Each induction method carries some specific potential risks, so you and your care provider have to weigh the risks and benefits against the risks and benefits of continuing the pregnancy without inducing labour. Some uncommon but serious risks include uterine rupture and heavy bleeding after delivery.
One big question that many expectant couples have is whether induction leads to a higher rate of C-sections—and the answer isn’t quite clear.
“The association between inductions and C-sections doesn’t seem to hold as strongly as it used to,” says Dy. New research suggests that an induction at 39 weeks actually leads to a lower C-section rate, lower infant mortality and fewer blood pressure problems for women. Some of those studies point to a lower rate of admission to the NICU, while others found a slightly higher rate.

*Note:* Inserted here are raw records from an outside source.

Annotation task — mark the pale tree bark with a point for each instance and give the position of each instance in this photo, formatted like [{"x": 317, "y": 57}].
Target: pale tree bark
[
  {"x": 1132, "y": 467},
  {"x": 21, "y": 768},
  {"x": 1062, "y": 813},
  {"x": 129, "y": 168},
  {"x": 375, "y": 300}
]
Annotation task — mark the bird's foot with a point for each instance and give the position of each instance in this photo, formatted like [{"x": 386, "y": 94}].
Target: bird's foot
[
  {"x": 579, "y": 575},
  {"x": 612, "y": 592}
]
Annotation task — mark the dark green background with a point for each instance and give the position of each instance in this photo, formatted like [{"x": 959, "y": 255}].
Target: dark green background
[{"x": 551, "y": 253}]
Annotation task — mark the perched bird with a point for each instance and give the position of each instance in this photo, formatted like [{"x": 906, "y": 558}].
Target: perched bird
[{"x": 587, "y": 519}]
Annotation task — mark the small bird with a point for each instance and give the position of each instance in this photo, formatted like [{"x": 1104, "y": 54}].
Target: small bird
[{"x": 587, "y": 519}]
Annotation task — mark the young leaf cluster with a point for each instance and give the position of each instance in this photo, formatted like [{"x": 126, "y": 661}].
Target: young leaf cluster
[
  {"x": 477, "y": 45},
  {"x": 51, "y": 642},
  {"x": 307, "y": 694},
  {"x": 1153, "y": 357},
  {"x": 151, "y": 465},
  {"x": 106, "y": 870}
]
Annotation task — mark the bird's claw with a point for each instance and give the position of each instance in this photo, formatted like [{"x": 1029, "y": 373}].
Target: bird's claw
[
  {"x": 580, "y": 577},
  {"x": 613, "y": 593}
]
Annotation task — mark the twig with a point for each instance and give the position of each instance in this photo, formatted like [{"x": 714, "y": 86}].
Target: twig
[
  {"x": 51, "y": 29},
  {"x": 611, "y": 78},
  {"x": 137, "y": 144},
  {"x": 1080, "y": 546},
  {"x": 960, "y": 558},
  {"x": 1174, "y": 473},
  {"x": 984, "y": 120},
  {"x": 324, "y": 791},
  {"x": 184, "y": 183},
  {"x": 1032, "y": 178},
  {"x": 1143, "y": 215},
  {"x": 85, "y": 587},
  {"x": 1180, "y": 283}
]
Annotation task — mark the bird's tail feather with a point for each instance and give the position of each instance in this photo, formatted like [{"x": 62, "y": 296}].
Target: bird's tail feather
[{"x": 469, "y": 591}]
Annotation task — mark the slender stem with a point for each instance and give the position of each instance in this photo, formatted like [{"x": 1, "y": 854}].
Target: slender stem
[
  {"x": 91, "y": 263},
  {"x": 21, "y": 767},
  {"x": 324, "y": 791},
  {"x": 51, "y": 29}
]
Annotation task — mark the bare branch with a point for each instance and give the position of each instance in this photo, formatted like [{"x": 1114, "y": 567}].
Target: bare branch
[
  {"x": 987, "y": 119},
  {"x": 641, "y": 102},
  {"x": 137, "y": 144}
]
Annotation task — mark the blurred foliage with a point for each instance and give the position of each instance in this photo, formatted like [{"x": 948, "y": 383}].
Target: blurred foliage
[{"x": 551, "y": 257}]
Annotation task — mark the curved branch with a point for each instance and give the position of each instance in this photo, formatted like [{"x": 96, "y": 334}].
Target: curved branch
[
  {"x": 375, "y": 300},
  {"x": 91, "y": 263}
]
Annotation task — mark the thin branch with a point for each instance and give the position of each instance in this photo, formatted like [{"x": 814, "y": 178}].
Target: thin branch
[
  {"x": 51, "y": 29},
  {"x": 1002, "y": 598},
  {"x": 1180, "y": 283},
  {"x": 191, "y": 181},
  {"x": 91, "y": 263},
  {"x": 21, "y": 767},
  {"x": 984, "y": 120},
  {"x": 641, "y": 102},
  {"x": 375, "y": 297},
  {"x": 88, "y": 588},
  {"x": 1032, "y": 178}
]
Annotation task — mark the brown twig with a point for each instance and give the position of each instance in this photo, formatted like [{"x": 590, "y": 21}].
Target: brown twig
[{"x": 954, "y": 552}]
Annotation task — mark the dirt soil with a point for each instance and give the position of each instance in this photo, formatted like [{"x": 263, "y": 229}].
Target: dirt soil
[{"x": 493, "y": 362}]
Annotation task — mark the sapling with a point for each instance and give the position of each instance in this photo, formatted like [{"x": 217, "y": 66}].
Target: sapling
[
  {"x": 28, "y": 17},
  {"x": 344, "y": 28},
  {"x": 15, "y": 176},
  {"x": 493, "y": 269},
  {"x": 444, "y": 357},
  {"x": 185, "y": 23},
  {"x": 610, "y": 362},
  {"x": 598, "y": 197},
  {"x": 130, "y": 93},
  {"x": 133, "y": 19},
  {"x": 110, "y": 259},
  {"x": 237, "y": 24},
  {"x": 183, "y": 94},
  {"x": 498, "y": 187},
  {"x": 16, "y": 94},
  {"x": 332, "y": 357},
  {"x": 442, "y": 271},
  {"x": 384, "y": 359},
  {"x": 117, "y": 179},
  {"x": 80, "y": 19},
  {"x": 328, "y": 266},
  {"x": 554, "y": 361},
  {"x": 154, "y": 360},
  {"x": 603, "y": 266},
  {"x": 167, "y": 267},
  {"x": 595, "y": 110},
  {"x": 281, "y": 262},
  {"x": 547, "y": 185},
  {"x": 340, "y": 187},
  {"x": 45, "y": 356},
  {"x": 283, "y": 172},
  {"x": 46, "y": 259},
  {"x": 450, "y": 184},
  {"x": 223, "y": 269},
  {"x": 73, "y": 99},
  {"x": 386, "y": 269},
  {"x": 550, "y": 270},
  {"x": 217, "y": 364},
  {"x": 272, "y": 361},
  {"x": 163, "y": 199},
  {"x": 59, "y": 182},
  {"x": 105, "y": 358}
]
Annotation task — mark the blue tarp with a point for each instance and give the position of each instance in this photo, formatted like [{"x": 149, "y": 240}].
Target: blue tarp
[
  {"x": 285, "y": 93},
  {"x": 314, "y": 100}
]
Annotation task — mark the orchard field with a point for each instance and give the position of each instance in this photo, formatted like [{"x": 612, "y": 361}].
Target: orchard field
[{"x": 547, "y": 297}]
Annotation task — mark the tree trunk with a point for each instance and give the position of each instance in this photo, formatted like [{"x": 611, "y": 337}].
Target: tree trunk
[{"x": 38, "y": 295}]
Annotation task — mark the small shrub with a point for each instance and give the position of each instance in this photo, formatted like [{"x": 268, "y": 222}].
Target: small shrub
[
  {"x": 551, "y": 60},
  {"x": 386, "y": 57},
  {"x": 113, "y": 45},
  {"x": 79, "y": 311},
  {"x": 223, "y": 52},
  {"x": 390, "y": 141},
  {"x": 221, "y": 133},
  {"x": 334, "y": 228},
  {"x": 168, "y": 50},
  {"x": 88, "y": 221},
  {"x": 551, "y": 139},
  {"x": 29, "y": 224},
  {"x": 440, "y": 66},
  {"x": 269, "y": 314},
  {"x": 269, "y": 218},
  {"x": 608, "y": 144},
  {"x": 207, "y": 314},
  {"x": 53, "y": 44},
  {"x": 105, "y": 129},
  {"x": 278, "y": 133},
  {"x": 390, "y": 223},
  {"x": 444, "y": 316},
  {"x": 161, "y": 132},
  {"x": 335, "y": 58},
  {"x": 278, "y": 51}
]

Some women are wary of induction because of wanting to “avoid that cascade of intervention, where one intervention can potentially kick-start another, like continuous monitoring,” says Harris. Women who are experiencing stronger, more intense contractions than they'd anticipated may change their minds and elect to have an epidural.
Induction may not be right for you if you have had a previous C-section or other major uterine surgery and are attempting a vaginal birth after Caesarian (VBAC) due to the risk of uterine rupture; if your placenta is blocking the cervix (known as placenta previa); if you have an active genital herpes outbreak; or if your baby is breech or transverse (bum down or lying sideways in the uterus).
If you have a midwife, she may have some approaches that she would like to use first, including the stretch and sweep (described above). “We sometimes offer our clients a ‘labour cocktail,’ which is castor oil, verbena oil, apricot juice and almond butter blended into a smoothie,” says Harris. “That can sometimes get labour going without needing oxytocin. We don’t have published evidence around dosage or safety, but anecdotally we see that it’s quite safe and that’s why we offer it.” (This kind of smoothie also gets the bowels moving, which is thought to trigger contractions. But it can also lead to vomiting and diarrhea, so some midwives don’t recommend castor oil to their patients at all.)
Some traditional midwives, like Indigenous midwives, may use an herbal tea called blue cohosh to induce labour, but talk to your care provider beforehand. Blue cohosh tea should only be used under a midwife’s supervision.
Harris may also refer patients for acupuncture because some studies have found that it’s a low-risk, painless way to help with cervical ripening.
Nipple stimulation, either manually or with a breast pump, is another anecdotal approach. “Nipple stimulation causes the release of oxytocin, which is the hormone that causes contractions, and it can sometimes kick-start labour,” says Harris. “We may recommend it if someone’s water has broken but they haven’t had contractions yet or in a labour that’s slowed down a bit.”
Everyone’s approach to labour is a little different. Destinee Heikkinen, a mom of four, knows a fair bit about trying to get labour started—all her pregnancies were close to 42 weeks. “With my oldest two kids, who were 10 and 12 days past due, my midwife did multiple stretch and sweeps in the days leading up to and past my due date,” she says. “When these didn’t start labour, I was referred to an OB-GYN, who used the prostaglandin gel. That was enough to start contractions, and I didn’t need the oxytocin.” With her fourth baby, who was five days post-term, Heikkinen tried all kinds of natural ways to kick-start labour (sex, daily walks, spicy food), but she credits a smoothie of castor oil, lemon tea, almond butter and apricot juice for starting labour six hours after she drank it.
The bottom line: Labour, like parenting, is unpredictable and messy. The best thing you can do is arm yourself with information to help with decision-making every step of the way.